Saturday, September 30, 2006

Restricted pointers and heap classes

Ik think I have found a solution for the pointer issues I described in my last writing. And this solution is called 'restricted pointers'. The idea is introducing a new kind of pointer type. The syntax is not fixed yet, but I think I will use an ampersand ('&') as it resembles the 'reference' from C++.

The 'normal' pointer type that Hyper already has, resembles the pointers from C++; they can point to things just anywhere. The new restricted pointer type will be primarily used to point to stack objects. Such a restricted pointer should be impossible to copy outside of the stack that carries the object it points to. So you will not be able to use a restricted pointer in a class field, or pass it to code on another thread. Also, a restricted pointer will be guaranteed to be not null. If you know C++ you will see that this looks a lot similar to C++ references. But C++ references are references and restricted pointers are not references; variables of a restricted pointer type will be changeable to point to another thing, and that is not possible in C++ with references.

So whats the use of this new pointer type? It will be used to guard things on the stack.

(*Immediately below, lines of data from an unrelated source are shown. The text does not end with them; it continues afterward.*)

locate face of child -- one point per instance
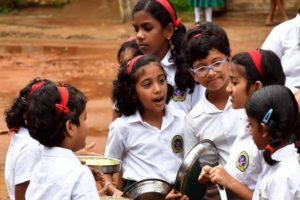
(126, 55)
(237, 88)
(212, 80)
(255, 129)
(151, 37)
(80, 132)
(151, 88)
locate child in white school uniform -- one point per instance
(24, 151)
(273, 118)
(148, 137)
(57, 119)
(284, 40)
(248, 72)
(160, 32)
(213, 117)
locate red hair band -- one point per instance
(256, 57)
(271, 149)
(36, 86)
(13, 129)
(131, 38)
(166, 4)
(64, 94)
(131, 63)
(197, 35)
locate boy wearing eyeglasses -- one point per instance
(208, 53)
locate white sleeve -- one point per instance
(284, 188)
(85, 187)
(115, 147)
(273, 42)
(28, 158)
(189, 135)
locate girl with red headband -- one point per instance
(273, 118)
(248, 72)
(57, 119)
(160, 32)
(24, 151)
(208, 5)
(149, 133)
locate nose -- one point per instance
(140, 35)
(157, 88)
(210, 72)
(229, 88)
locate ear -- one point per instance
(70, 128)
(168, 31)
(257, 85)
(264, 130)
(193, 75)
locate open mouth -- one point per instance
(158, 100)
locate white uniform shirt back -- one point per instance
(206, 121)
(284, 40)
(60, 175)
(182, 100)
(282, 180)
(245, 160)
(146, 151)
(23, 154)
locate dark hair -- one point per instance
(129, 44)
(183, 78)
(46, 123)
(201, 39)
(284, 120)
(15, 115)
(124, 93)
(271, 67)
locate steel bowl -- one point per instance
(148, 189)
(203, 153)
(103, 164)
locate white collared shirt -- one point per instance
(182, 100)
(282, 180)
(284, 40)
(146, 151)
(206, 121)
(245, 160)
(60, 175)
(23, 154)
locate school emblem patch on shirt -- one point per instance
(242, 161)
(179, 95)
(177, 144)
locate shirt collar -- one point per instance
(60, 152)
(136, 117)
(166, 60)
(284, 152)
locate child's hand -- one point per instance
(176, 195)
(219, 175)
(87, 150)
(204, 176)
(117, 193)
(98, 176)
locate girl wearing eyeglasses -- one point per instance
(213, 117)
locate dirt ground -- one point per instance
(78, 44)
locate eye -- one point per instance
(162, 80)
(148, 27)
(218, 63)
(136, 29)
(146, 84)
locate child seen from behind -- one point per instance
(57, 119)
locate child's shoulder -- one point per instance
(124, 121)
(197, 110)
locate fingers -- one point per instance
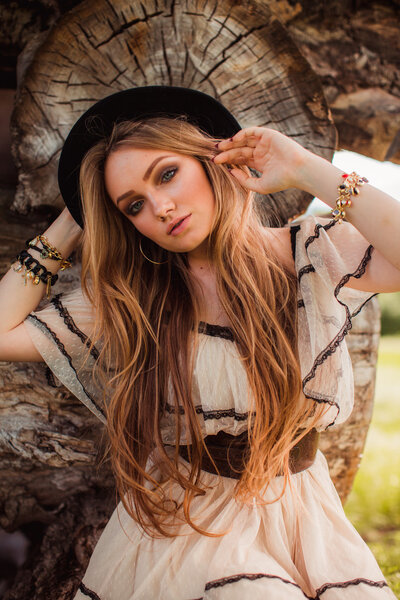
(238, 156)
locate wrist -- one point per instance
(320, 178)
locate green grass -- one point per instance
(374, 504)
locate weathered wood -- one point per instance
(221, 49)
(355, 49)
(49, 444)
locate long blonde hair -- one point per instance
(148, 349)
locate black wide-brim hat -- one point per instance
(134, 104)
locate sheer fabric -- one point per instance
(301, 546)
(327, 256)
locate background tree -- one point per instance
(288, 57)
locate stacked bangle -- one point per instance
(48, 251)
(347, 189)
(33, 270)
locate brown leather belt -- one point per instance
(229, 453)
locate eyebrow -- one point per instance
(145, 178)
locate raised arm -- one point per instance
(285, 164)
(17, 300)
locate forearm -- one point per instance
(18, 299)
(375, 214)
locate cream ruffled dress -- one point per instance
(301, 546)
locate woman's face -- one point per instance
(166, 196)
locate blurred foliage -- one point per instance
(390, 311)
(374, 503)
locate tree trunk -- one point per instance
(50, 452)
(354, 46)
(99, 48)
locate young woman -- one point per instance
(219, 343)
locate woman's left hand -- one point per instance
(279, 159)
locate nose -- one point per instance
(162, 205)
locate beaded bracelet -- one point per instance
(48, 251)
(347, 189)
(33, 270)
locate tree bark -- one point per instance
(355, 49)
(49, 442)
(99, 48)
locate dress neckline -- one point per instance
(221, 331)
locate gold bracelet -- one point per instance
(49, 251)
(347, 189)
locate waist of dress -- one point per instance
(229, 453)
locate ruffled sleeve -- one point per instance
(61, 333)
(328, 255)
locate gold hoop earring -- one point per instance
(149, 259)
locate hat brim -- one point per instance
(200, 109)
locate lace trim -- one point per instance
(337, 340)
(216, 331)
(68, 320)
(42, 325)
(317, 230)
(211, 414)
(306, 269)
(217, 583)
(345, 584)
(87, 592)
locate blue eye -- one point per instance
(168, 175)
(134, 208)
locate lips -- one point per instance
(175, 223)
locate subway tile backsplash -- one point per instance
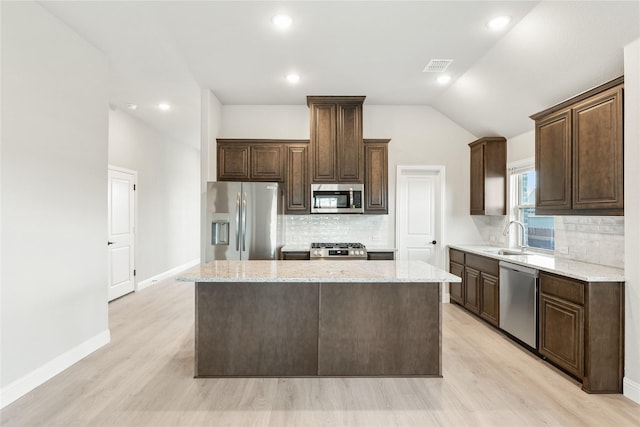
(593, 239)
(371, 230)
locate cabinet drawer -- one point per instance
(456, 256)
(562, 287)
(483, 264)
(296, 255)
(381, 256)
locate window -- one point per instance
(539, 229)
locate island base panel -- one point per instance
(249, 329)
(379, 330)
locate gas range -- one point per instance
(345, 251)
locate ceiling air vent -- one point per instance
(437, 65)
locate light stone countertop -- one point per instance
(318, 271)
(551, 264)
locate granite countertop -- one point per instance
(549, 263)
(318, 271)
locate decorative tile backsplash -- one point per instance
(593, 239)
(371, 230)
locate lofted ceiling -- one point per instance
(171, 50)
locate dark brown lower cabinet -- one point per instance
(490, 298)
(479, 291)
(561, 333)
(381, 256)
(581, 327)
(296, 255)
(580, 324)
(472, 289)
(456, 290)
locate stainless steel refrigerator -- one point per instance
(244, 220)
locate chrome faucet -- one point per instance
(523, 245)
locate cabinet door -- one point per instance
(553, 163)
(376, 178)
(471, 289)
(456, 290)
(490, 298)
(266, 162)
(349, 142)
(597, 152)
(323, 142)
(297, 182)
(562, 333)
(477, 180)
(233, 162)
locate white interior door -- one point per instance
(418, 213)
(121, 242)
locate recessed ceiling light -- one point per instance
(499, 22)
(282, 21)
(293, 78)
(444, 79)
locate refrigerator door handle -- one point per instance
(237, 221)
(244, 222)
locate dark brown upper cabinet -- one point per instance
(376, 179)
(297, 187)
(337, 153)
(250, 160)
(488, 176)
(579, 154)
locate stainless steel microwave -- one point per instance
(337, 198)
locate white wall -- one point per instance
(419, 136)
(522, 147)
(265, 121)
(54, 198)
(632, 219)
(211, 121)
(168, 208)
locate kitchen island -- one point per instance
(318, 318)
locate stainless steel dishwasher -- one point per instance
(519, 302)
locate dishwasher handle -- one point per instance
(519, 268)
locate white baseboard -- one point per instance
(24, 385)
(631, 390)
(158, 277)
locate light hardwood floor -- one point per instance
(144, 377)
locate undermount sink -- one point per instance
(507, 251)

You will get a restricted pointer to a stack variable and you will not be able to carry that pointer outside of the lifespan of that stack variable. If the compiler auto-references a value on the stack (or a literal) then it will have a restricted pointer type:

var x : & const byte = 29 # 'x' is a restricted pointer

Of course a normal pointer will be convertable to a restricted pointer, it will just restrict its use of the thing pointed to (it will not be storable outside the stack). But this conversion will require the insertion of a runtime check for null, because normal pointers can be null and restricted ones cannot. And a conversion from restricted to normal pointer will not be allowed.

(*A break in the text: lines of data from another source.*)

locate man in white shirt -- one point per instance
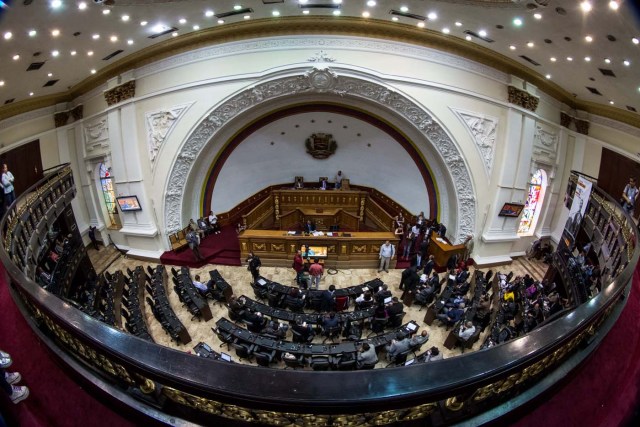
(387, 251)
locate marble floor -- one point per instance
(239, 279)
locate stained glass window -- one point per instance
(532, 207)
(106, 183)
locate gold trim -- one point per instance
(346, 26)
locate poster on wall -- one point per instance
(578, 207)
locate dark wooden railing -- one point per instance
(176, 385)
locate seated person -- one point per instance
(309, 227)
(330, 321)
(420, 339)
(399, 345)
(451, 315)
(366, 355)
(294, 299)
(466, 331)
(213, 223)
(202, 288)
(305, 331)
(276, 330)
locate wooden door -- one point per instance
(25, 164)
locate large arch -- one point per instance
(324, 81)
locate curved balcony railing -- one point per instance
(144, 375)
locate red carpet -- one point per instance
(603, 393)
(223, 249)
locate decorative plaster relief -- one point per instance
(96, 135)
(483, 130)
(159, 125)
(344, 86)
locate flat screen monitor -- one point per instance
(313, 251)
(511, 209)
(128, 203)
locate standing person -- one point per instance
(194, 244)
(254, 266)
(338, 180)
(8, 379)
(316, 271)
(387, 251)
(629, 195)
(7, 184)
(298, 265)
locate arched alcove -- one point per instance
(452, 184)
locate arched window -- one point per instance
(106, 183)
(532, 207)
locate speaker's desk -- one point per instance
(344, 250)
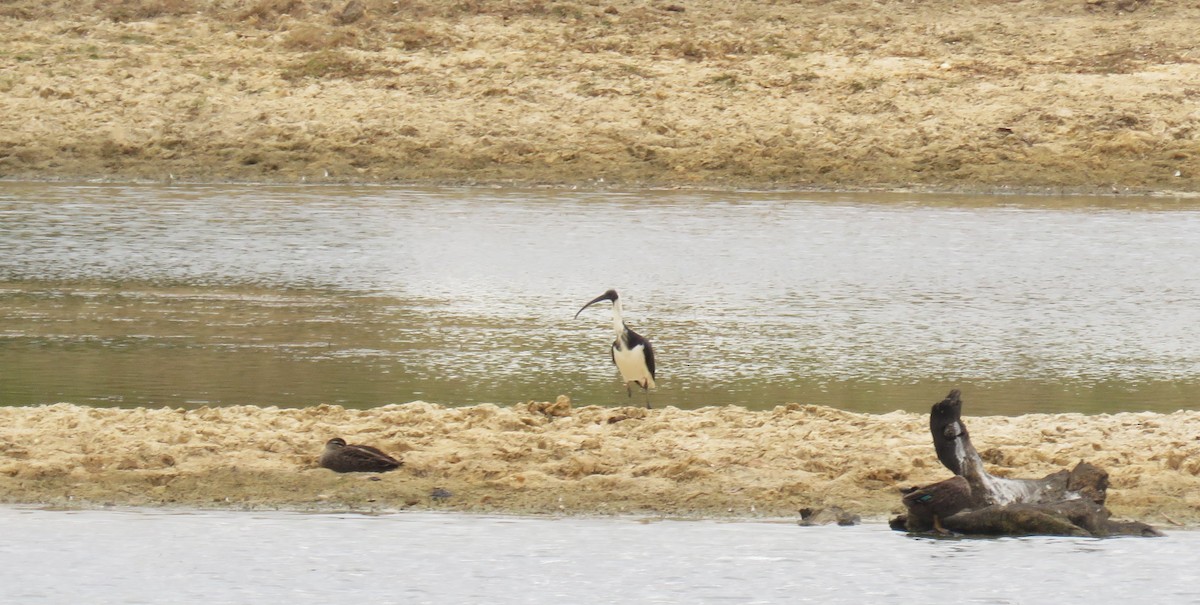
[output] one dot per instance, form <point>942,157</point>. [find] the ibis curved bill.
<point>631,353</point>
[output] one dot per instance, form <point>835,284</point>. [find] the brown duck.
<point>341,457</point>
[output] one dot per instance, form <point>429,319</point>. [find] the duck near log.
<point>975,502</point>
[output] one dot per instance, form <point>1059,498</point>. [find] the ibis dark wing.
<point>634,340</point>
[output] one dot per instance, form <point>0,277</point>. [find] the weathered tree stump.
<point>973,502</point>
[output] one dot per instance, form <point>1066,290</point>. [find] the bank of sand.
<point>553,459</point>
<point>1074,95</point>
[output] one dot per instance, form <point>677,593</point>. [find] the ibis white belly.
<point>631,365</point>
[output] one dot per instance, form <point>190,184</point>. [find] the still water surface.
<point>143,557</point>
<point>190,295</point>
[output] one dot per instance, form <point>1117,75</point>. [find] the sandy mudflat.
<point>1042,95</point>
<point>1047,95</point>
<point>551,459</point>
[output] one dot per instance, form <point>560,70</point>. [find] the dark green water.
<point>189,295</point>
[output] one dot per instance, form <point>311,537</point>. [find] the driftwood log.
<point>973,502</point>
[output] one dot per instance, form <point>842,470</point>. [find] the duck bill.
<point>606,295</point>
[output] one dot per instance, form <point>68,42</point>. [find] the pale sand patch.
<point>1048,95</point>
<point>553,459</point>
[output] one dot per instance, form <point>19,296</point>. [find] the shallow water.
<point>189,295</point>
<point>154,556</point>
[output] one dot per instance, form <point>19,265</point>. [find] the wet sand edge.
<point>550,457</point>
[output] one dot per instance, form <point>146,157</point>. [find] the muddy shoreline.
<point>553,459</point>
<point>1080,96</point>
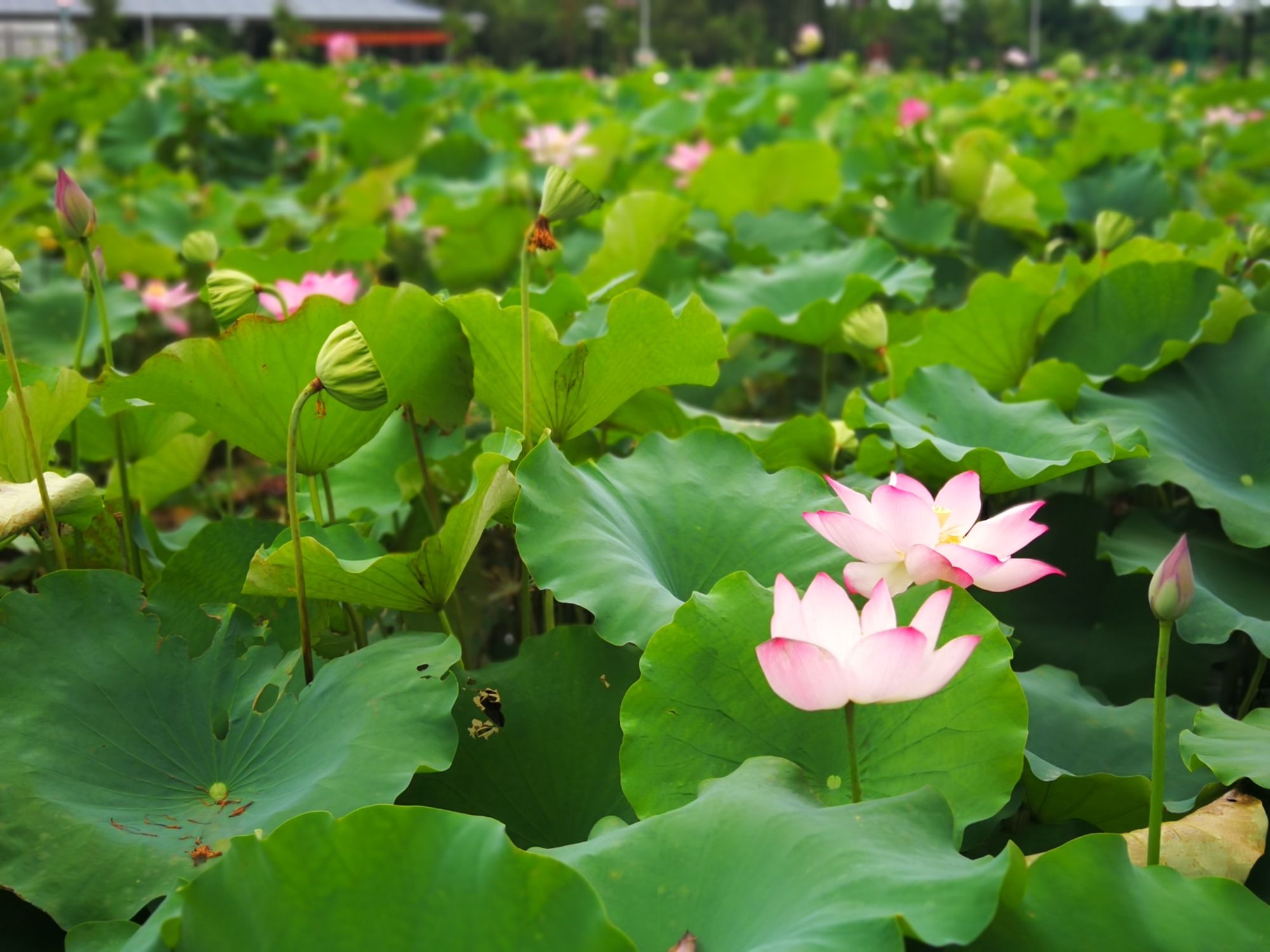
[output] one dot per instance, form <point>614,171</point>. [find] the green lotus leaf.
<point>552,770</point>
<point>632,540</point>
<point>1230,581</point>
<point>1233,750</point>
<point>465,885</point>
<point>577,387</point>
<point>947,423</point>
<point>1076,897</point>
<point>882,870</point>
<point>1201,436</point>
<point>1092,761</point>
<point>109,757</point>
<point>703,706</point>
<point>407,581</point>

Another protection measure we have to take is to forbid procedures to return just any restricted pointer. After all, allowing that would allow a procedure to return a pointer to a variable in that procedure and that ceases to exist. But returning a restricted pointer that was retrieved as a parameter for the procedure will be allowed. Another important issue is the this pointer. It will no longer have a pointer type, but a restricted pointer type. The reason for this is that a procedure cannot know at compile time (for all uses) if the object it belongs to is on the stack or not. Examples:
class C
public:
# some code here ...

procedure p1() : * C
return this # ERROR: this object could be on the stack
end procedure

static procedure p2() : & C
var c : C
return c # ERROR: c is on the stack and will be destroyed
end procedure

static procedure p3(c : & C) : & C
return c # OK : c still exists when pointer is returned
end

end class
The fact that a class cannot use its this pointer anymore in any way it would want could sometimes be very annoying. This inspired me to create 'heap classes'. These classes are declared to be always on the heap and never on the stack. This could be useful for some types with a long lifetime, like a GUI widget or a ServerSocket. For these classes the this pointer would be of a normal pointer type, instead of a restricted type, because such classes can never be on the stack anyway. The compiler also would not auto-generate an assignment operator, because a copy-by-value operation will in general be unneeded or unwanted for heap objects. A possible syntax for declaring a heap class would be the addition of an asterisk to indicate the use of a normal pointer for this. Example:
class * Widget
# this is a heap class
end

So this is my proposed solution for the pointer issues. It would be a simple solution for the copy-constructor-called-with-null-argument problem: copy constructors will use as argument type a restricted pointer from now on. The compiler will prevent a null value being assigned to a restricted pointer. And restricted pointers will also be useful for memory management: a procedure that takes a restricted pointer actually guarantees that it will not store the pointer on some place. Instead, it will probably use the info on that object (or copy the object entirely) and then discard the pointer. This will avoid an unnecessary copy for safety purposes.

Comments are of course welcome.

Friday, September 22, 2006

Types and pointer issues

I will write a bit about type issues in this article (can I actually call this writing an article?) . I will provide a brief introduction on types here, but for a detailed reference on types in Hyper see this page.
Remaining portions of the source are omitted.